Fix issue 889 - Unicode characters not escaped

[amalajith]

Description of the Change

Add slashes to the post content to fixe the issue with Unicode characters in block attributes not escaped and getting stripped out during syndication

Closes #889

Alternate Designs

Possible Drawbacks

Verification Process

After adding the wp_slash(), the syndicated content has properly escaped slashes in the Unicode characters and the content is now properly rendered.

Checklist:

• I have read the CONTRIBUTING document.
• My code follows the code style of this project.
• My change requires a change to the documentation.
• I have updated the documentation accordingly.
• I have added tests to cover my change.
• All new and existing tests passed.

Changelog Entry

Credits

Props @

[dkotter]

@amalajith Thanks for the PR! I made a few formatting changes but otherwise looks good.

But a couple things that may improve this a bit:

1. Thinking that instead of slashing the post_content in both the push and pull methods, might be better to handle that in the prepare_post utility. This would avoid duplicate code
2. The fix here only applies to Internal connections. We should probably fix this for External connections as well. Is that something you can add to this PR? Looks like a few places we would have to add that: https://github.com/10up/distributor/blob/1.6.9/includes/classes/ExternalConnections/WordPressExternalConnection.php#L701, https://github.com/10up/distributor/blob/1.6.9/includes/classes/ExternalConnections/WordPressExternalConnection.php#L1053 and https://github.com/10up/distributor/blob/1.6.9/includes/utils.php#L987
3. Is there any concern with slashing the post_content? I know that solves issues with things like unicode but just wondering if this could introduce bugs in other scenarios?

[cadic]

Just wondering, should we also wrap post_content with wp_slash for non-gutenberg content?

distributor/includes/classes/InternalConnections/NetworkSiteConnection.php

Lines 72 to 80 in aa36d6c

	$new_post_args = array(
	'post_title' => html_entity_decode( get_the_title( $post_id ), ENT_QUOTES, get_bloginfo( 'charset' ) ),
	'post_name' => $post->post_name,
	'post_content' => Utils\get_processed_content( $post->post_content ),
	'post_excerpt' => $post->post_excerpt,
	'post_type' => $post->post_type,
	'post_author' => isset( $post->post_author ) ? $post->post_author : get_current_user_id(),
	'post_status' => 'publish',
	);

[dkotter]

Just wondering, should we also wrap post_content with wp_slash for non-gutenberg content?

Yeah, I think having it for both is probably the way to go, as long as that doesn't have any unintended consequences. And as mentioned in my comment, if we move this code to the prepare_post utility method, that will take care of both Push and Pull and both block and non-block content. The one thing I just noticed here though is that the Internal Push method runs content through get_processed_content, which External connections use as well (and External connections don't use the prepare_post method). So if we add slashing to the get_processed_content method to solve External connections, we will end up slashing content twice for Internal pushes, so we'll need to handle that.

[peterwilsoncc]

Just wondering, should we also wrap post_content with wp_slash for non-gutenberg content?
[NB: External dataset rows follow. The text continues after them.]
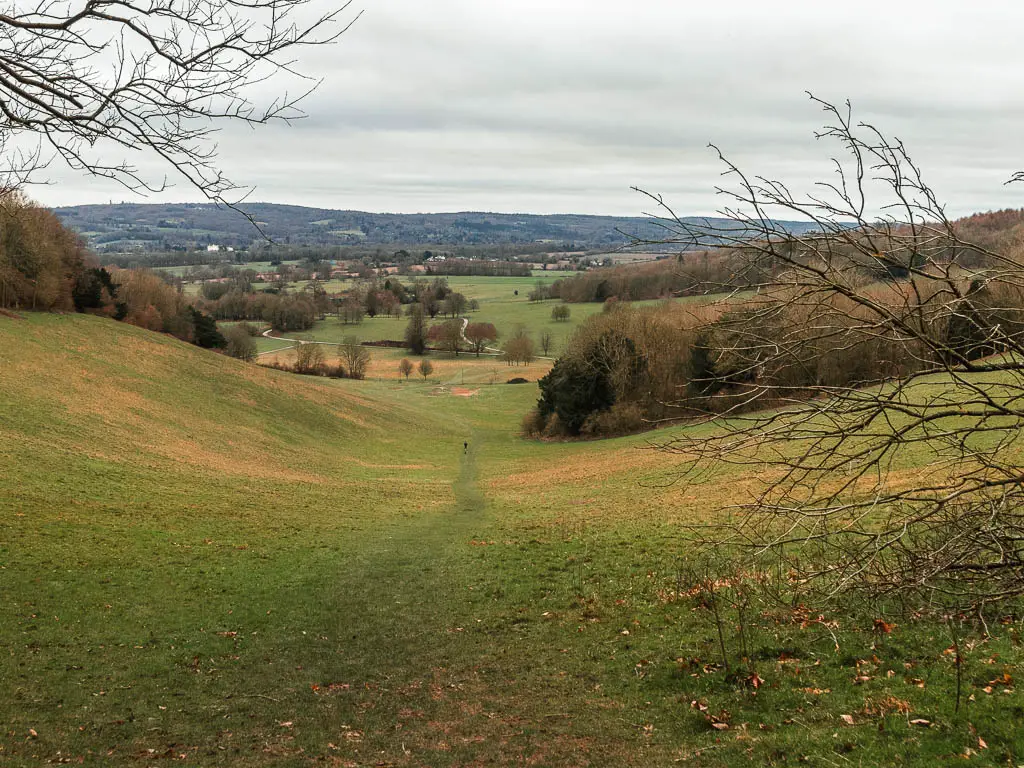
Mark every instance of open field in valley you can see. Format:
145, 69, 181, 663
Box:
0, 313, 1024, 766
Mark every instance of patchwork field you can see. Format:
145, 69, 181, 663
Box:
0, 313, 1024, 766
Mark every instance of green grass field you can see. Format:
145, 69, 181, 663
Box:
0, 315, 1024, 766
250, 272, 714, 356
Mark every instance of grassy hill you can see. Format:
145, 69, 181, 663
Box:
0, 314, 1024, 766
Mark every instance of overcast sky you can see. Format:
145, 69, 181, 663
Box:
33, 0, 1024, 215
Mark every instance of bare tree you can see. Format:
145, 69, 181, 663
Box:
463, 323, 498, 357
418, 358, 434, 381
652, 97, 1024, 611
292, 341, 325, 376
0, 0, 354, 203
338, 336, 370, 379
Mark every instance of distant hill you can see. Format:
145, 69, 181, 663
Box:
55, 203, 823, 252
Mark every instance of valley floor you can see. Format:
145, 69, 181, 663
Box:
0, 315, 1024, 766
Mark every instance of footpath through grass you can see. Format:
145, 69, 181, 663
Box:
0, 315, 1024, 766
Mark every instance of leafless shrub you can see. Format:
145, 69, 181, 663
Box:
653, 94, 1024, 612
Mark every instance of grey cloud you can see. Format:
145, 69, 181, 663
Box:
37, 0, 1024, 214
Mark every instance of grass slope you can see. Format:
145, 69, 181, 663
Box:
0, 315, 1024, 766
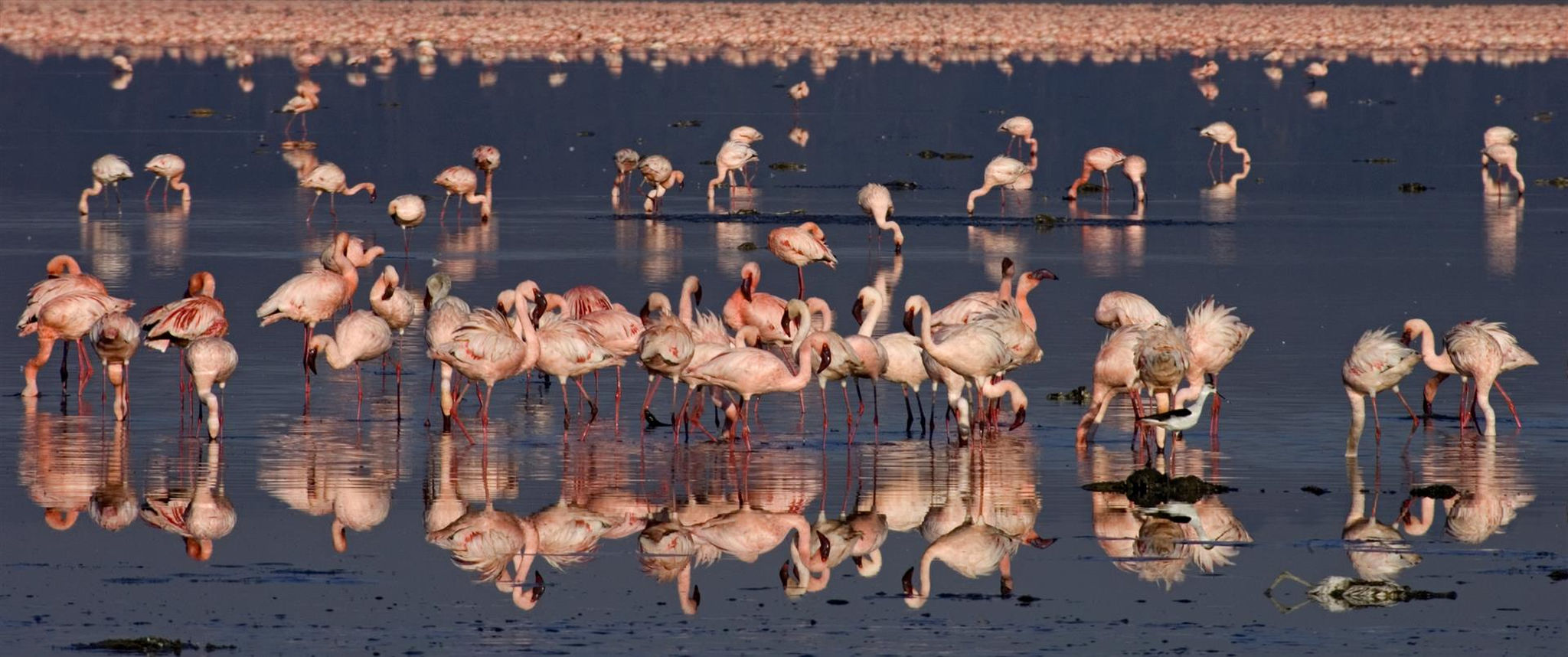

Yeah, I think having it for both is probably the way to go, as long as that doesn't have any unintended consequences.

It shouldn't have any consequences, WP expects the following to be slashed and unslashes it within wp_insert_post():

• post_author
• post_date
• post_date_gmt
• post_content
• post_content_filtered
• post_title
• post_excerpt
• post_status
• post_type
• comment_status
• ping_status
• post_password
• post_name
• to_ping
• pinged
• post_modified
• post_modified_gmt
• post_parent
• menu_order
• post_mime_type
• guid

see source code

I wasn't able to reproduce the bug using external connections, so either the data is being slashed there already or this bug doesn't affect both connection types.

I was using this mini-plugin for testing -- it needs to be active on all sites & creates a test post on each site test-block.zip

[peterwilsoncc]

I've done some additional testing locally.

I think I'll move the slashing to include the entire post object rather than just the content. This will ensure the bug is fixed in it's entirety rather than risk the same bug appearing in other fields, such as title.